Belgian cooperation has been present in Ecuador since 1977, when it executed a first bilateral project there. It took until 1980 though before a first general cooperation agreement was signed between both governments.
In June 2006, Ecuador and Belgium concluded their 7th Joint Commission, which amounted to EUR 32 million for two priority intervention sectors: Rural development and health.
Ecuador is very diverse, geographically speaking. Rural areas are most affected by poverty (77%). The GDP per inhabitant is increasing. In 2009, it amounted to USD 3,669, which places Ecuador among middle-income countries.
However, the benefits of development are still distributed unequally in the country. About 10% of the population hold 46% of national income. Some parts of the population are especially touched by poverty, such as women, the poor and the Afro-Ecuadorian population. That is why the rural development programme supports local initiatives that provide employment and income-generating opportunities to these social groups in five priority provinces. In each province, production zones have been identified for coffee and cocoa cultivation, for fisheries and for tourism. The objective is to improve the quality of the products and their commercialisation.
The healthcare system in Ecuador has degraded over the past 10 years following the fragmentation of its institutions and the fact that improving health services was not considered a priority. The current government has allocated a USD 1,300 million budget to the sector, which is an increase of 200% compared to previous years. 500 million of that amount is for the development of a new Healthcare Management and Performance model, to enable a growth in the coverage and quality of free services. The health programme of Belgian cooperation will support this plan, which was formulated by the Ministry of Public Health.

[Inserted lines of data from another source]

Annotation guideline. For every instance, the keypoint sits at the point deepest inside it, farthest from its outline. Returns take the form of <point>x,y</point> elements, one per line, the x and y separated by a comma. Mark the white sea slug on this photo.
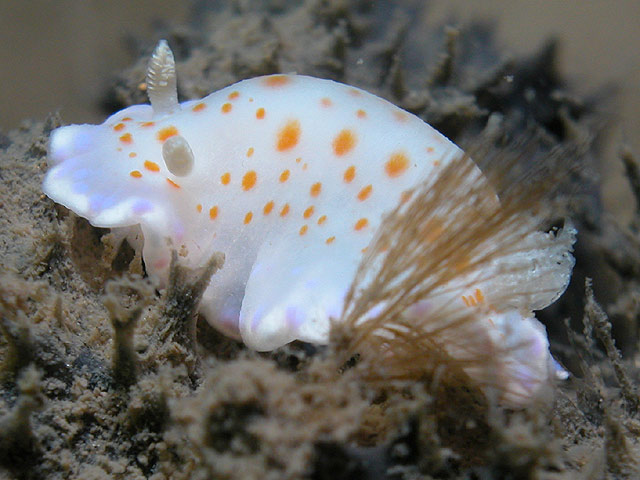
<point>289,176</point>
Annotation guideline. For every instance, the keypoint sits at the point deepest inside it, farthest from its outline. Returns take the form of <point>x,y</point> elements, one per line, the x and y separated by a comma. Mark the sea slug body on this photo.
<point>289,176</point>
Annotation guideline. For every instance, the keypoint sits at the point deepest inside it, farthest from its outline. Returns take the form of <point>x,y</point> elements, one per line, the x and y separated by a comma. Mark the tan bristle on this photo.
<point>445,237</point>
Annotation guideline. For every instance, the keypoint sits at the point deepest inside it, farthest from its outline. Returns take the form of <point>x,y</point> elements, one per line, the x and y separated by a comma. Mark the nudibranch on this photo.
<point>289,176</point>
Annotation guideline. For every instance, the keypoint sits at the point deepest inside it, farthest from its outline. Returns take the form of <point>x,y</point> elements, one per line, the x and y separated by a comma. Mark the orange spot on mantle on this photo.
<point>166,132</point>
<point>285,210</point>
<point>360,224</point>
<point>249,180</point>
<point>284,176</point>
<point>288,136</point>
<point>365,193</point>
<point>397,164</point>
<point>349,174</point>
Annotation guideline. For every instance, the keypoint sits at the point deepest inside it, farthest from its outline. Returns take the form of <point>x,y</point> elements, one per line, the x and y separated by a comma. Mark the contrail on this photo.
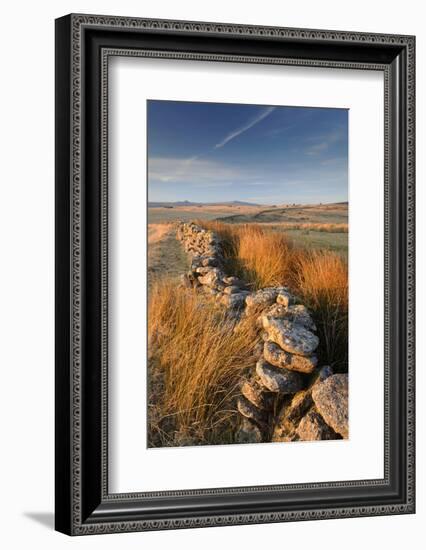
<point>244,128</point>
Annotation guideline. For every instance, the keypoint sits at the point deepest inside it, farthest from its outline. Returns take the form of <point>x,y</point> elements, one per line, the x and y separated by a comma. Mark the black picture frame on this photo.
<point>83,45</point>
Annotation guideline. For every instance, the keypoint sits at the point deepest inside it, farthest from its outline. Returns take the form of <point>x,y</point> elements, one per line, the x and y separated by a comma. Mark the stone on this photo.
<point>280,358</point>
<point>203,270</point>
<point>284,298</point>
<point>210,261</point>
<point>263,298</point>
<point>212,278</point>
<point>233,301</point>
<point>325,372</point>
<point>313,428</point>
<point>247,409</point>
<point>256,394</point>
<point>233,281</point>
<point>290,415</point>
<point>232,289</point>
<point>331,400</point>
<point>248,433</point>
<point>291,337</point>
<point>185,281</point>
<point>278,379</point>
<point>296,314</point>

Regardless of the efforts agreed upon by different cooperation actors, 62% of rural population and 38% of urban population still have no access to drinking water. One of the critical issues is the management of water resources and of hydraulic basins. Access to high-quality water is an essential condition for good health. That is why the Health Programme will help the Ministry for Urban Development and Housing to improve the management of Juntas de agua parroquiales (Intermunicipal water providers) in collaboration with other cooperation agencies, which are concentrating on the construction and improvement of drinking water systems.